Zwischen Palmen und Ruinen
Abchasier wollen nicht mehr Spielball fremder Mächte sein
Von Piotr Luczak *
Sonne, Palmen und Berge kennzeichnen das kleine Land von ganzen 8700 Quadratkilometern, auf
denen rund 300 000 Einwohner leben. Eigentlich beste Voraussetzungen für florierenden Tourismus
und damit für Wohlstand und Prosperität.
Abchasiens Gebirge erreichen Höhen von 4000 Metern, und die von Palmen und Oleander
gesäumte Küste erstreckt sich über 240 Kilometer entlang des Schwarzen Meeres. Der russische
Schriftsteller Anton Tschechow, der im Sommer 1888 die kaukasische Schwarzmeerküste bereiste,
schrieb: »Die Natur ist so schön, dass sie einen rasen und verzweifeln lassen kann … Wenn ich nur
einen einzigen Monat in Abchasien lebte, so würde ich über fünfzig wunderschöne Märchen
schreiben.« Und auch der Dichter Wladimir Majakowski spürte dem abchasischen Garten Eden
nach: »Überall Blumen und blau das Meer. Ins Auge drängen sich dir Magnolien, in die Nase steigen
dir Glyzinien.«
Vom Krieg bis heute nicht erholt
Heute indes drängen sich dem Reisenden ganz andere Bilder auf – Bilder von Krieg und
menschlichem Leid. Schon oft in ihrer Geschichte waren die Abchasier Spielball fremder Mächte:
Griechen, Perser, Römer, Byzantiner, Osmanen ... Im 19. Jahrhundert übernahm Russland
Abchasien. Mehrere Aufstände wurden von der zaristischen Armee unterdrückt, tausende Abchasier
deportiert, den verbliebenen wurde verboten, an der Schwarzmeerküste zu siedeln.
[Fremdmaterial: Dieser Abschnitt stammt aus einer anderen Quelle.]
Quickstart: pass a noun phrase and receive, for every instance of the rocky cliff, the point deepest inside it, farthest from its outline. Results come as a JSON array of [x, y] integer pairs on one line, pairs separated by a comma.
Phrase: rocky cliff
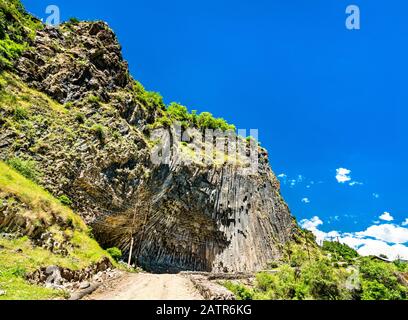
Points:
[[69, 105]]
Zu sowjetischen Zeiten wurde Abchasien 1931 als Autonome Republik der Georgischen SSR
unterstellt, nur noch 17 Prozent der Halbmillionenbevölkerung waren ethnische Abchasier. Doch
beim Zerfall der UdSSR flammten alte Gegensätze wieder auf. Schon in Perestroika-Zeiten
bezeichneten georgische Nationalisten die politisch autonomen Gebiete Abchasien, Südossetien
und Adsharien ohne Hemmungen als »Minen im Körper Georgiens« bezeichneten. Solche
Geisteshaltung ließ nichts Gutes erwarten.
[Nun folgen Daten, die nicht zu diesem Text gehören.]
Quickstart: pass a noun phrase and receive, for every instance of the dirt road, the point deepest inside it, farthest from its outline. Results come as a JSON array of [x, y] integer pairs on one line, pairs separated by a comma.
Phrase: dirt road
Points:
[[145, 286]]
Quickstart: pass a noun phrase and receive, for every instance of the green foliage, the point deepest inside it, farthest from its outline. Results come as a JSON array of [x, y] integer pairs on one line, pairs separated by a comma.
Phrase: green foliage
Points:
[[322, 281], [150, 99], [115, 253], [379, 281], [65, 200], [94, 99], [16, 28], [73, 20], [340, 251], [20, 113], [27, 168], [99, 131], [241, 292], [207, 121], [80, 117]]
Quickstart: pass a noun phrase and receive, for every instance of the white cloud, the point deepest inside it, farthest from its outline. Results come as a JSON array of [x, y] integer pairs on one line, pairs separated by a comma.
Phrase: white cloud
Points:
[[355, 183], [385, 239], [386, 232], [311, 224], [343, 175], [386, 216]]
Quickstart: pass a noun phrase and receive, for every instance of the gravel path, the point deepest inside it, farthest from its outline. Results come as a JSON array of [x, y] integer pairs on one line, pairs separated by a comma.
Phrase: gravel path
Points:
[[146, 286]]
Nachdem Georgien alle Verträge aus sowjetischen Zeiten für nichtig erklärt hatte, proklamierte
Abchasiens Oberster Sowjet die Republik im Juli 1992 als souveränen Staat. Im August desselben
Jahres rückten georgische Einheiten in Abchasien ein, um »Sicherheit und Ordnung«
wiederherzustellen, trafen jedoch auf bewaffnete Gegenwehr. Die Georgier raubten, vergewaltigten,
plünderten und zerstörten alles, was ihnen in den Weg kam, heißt es heute in Abchasien. Die
gesamte Infrastruktur der Region sei dem Erdboden gleich gemacht worden. Der stellvertretende
abchasische Finanzminister Aleksandr Gulja beziffert die Schäden auf 25 Milliarden Dollar. Davon
habe sich die Republik bis heute nicht erholt. Für abchasische Ohren jedenfalls klang es wie Hohn,
als der stellvertretende georgische Parlamentsvorsitzende Paata Davitaia Ende August erklärte,
»der einzige Weg für die Rettung der abchasischen Ethnie« bestehe darin, »dass sie in das
gemeinsame Leben mit Georgien eingebunden wird«. Davitaia – muss man wissen – war zeitweilig
Minister der abchasischen »Exilregierung« in Tbilissi.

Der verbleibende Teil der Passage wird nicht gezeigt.